In a brief, the Grid is considered as the next and more important IT revolution after
CERN developing World-Wide-Web. The standard protocols are clearly defined;
management tools (e.g. “middleware”) have been developed and under test; the particle
physics community VO hierarchical system is being formed and agreements have been
setup among VO’s constituent Farms so that the “membership” can be identified in the
same way Web identifies IP (Internet Protocol). It is becoming more and more clear that
the Grid has the potential to bring fundamental changes to the way large-scale computing
is handled both in academic and in industry. We particle physicists will build a Grid to
enable us to analyze data from LHC and other collider experiments, and use it as a test
bed for the new technology.
III. DØ Application for Grid:
DØ is expected to accumulate a data and Monte Carlo (MC) sample in excess of 10 PB
over the duration of the current Tevatron running period. Due to the complex nature of
proton-antiproton collisions, the simulation and reconstruction of the events is a
complicated and resource intensive operation. The computing resources required to
support this effort are far larger than can be supplied at a single central location
(Fermilab). Thus, DØ Collaboration calls for an increase in the amount of production
level computing resources carried out at off-site regional analysis centers (RAC Farm)
including the reconstruction of data, MC generation, and running analysis software. This
way the Collaboration would integrate remote computing resources into the DØ
computation model. This realization led to the instigation of the SAM (Sequential data
Access via Meta-data, Tevatron RunII database) project between DØ and Fermilab
Computing Division to develop an effective functioning computation grid for the DØ
experiment.
It will be a good opportunity for USTC/China to learn and build a world first-class
computer system, by joining DØ Collaboration, developing a local RAC Farm and
deploying the Grid technology within China:



To get the help of DØ/Manchester computer experts to build our local DØ RAC Farm
To provide a computational Grid for the USTC/China DØ groups.

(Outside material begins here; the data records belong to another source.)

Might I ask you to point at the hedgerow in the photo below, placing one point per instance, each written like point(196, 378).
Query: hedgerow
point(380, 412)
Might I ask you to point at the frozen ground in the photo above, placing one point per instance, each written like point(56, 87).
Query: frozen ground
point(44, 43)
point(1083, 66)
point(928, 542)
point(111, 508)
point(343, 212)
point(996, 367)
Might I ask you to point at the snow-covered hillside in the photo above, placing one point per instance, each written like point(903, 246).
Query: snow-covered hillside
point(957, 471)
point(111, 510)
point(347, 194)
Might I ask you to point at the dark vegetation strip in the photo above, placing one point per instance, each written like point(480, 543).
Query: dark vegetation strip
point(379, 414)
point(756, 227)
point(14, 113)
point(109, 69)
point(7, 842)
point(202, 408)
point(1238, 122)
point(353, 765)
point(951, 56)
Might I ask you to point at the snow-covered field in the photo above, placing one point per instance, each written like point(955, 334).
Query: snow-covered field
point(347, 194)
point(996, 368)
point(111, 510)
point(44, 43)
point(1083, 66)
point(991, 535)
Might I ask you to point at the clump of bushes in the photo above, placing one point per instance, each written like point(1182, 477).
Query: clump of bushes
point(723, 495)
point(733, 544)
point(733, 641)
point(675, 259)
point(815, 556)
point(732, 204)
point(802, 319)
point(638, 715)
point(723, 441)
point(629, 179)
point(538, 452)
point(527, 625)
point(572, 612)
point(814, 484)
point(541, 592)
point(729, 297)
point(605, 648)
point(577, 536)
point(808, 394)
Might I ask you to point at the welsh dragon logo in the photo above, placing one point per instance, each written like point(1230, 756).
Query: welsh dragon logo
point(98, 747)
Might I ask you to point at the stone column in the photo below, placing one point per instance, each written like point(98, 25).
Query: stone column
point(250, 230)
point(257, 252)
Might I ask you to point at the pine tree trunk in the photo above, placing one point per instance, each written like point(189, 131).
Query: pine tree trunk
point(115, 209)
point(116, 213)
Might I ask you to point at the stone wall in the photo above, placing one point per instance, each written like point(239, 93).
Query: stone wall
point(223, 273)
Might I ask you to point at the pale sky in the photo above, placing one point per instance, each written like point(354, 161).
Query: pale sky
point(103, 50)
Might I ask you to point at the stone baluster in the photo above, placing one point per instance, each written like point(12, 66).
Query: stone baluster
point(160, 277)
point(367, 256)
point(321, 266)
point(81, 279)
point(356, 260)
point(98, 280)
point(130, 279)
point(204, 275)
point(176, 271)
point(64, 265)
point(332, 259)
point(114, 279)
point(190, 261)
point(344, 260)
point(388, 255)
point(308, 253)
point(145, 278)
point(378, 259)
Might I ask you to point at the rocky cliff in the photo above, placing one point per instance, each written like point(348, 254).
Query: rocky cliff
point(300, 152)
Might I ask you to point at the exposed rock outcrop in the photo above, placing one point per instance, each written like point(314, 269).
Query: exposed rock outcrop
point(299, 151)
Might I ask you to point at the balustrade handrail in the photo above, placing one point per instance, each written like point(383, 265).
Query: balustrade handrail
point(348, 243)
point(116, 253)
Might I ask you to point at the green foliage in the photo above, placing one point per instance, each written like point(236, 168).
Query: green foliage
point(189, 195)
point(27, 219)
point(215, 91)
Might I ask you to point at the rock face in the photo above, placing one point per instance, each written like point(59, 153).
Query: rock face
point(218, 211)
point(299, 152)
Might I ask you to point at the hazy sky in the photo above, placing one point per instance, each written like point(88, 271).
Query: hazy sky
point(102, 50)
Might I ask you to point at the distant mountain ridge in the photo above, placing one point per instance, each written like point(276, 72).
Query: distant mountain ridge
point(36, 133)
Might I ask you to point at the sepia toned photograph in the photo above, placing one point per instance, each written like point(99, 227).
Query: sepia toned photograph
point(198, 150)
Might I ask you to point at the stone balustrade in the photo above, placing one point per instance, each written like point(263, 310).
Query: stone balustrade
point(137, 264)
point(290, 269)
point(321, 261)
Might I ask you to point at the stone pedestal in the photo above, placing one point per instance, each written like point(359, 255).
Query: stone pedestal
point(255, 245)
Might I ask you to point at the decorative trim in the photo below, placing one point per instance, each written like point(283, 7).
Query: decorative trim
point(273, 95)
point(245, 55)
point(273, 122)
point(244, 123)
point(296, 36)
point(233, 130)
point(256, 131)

To contribute to DØ’s overall computing needs and so receive a credit from the Grid
Appendix:
 Farm: clustering cheap commercial computer resources with fast network link to
achieve some power of Super-Computer. It’s actually a local high capability
computational Network.
 Grid: disperse Farms over world constitute a Virtual Organization by committing
some common agreements. To an “ignorant” individual user who just wants to
run his code on some specified data, the Grid looks like a Hyper-Computer with
unique hardware resource (CPU, Memory etc) and all data stored. The
membership Farm has potential to access any resources (data/information +
hardware) in the Grid. Farms are under local control and can switch in/out-of the
Grid at will.
 SAM: Sequential data Access via Meta-data, is a DØ-FNAL Computer Division
project to build the first fully functional HEP Data-Grid moving PByte data
among worldwide distributed computing resources. According the first two-year
Computing Model performance review, it has become apparent that the
computing resources required to support the DØ physics program are larger than
previously expected; thus, the off-site Grid solution for SAM is crucial to DØ
Collaboration. Lots of effort has been contributed to the SAM Grid development,
and decisive progress is expected in the near future.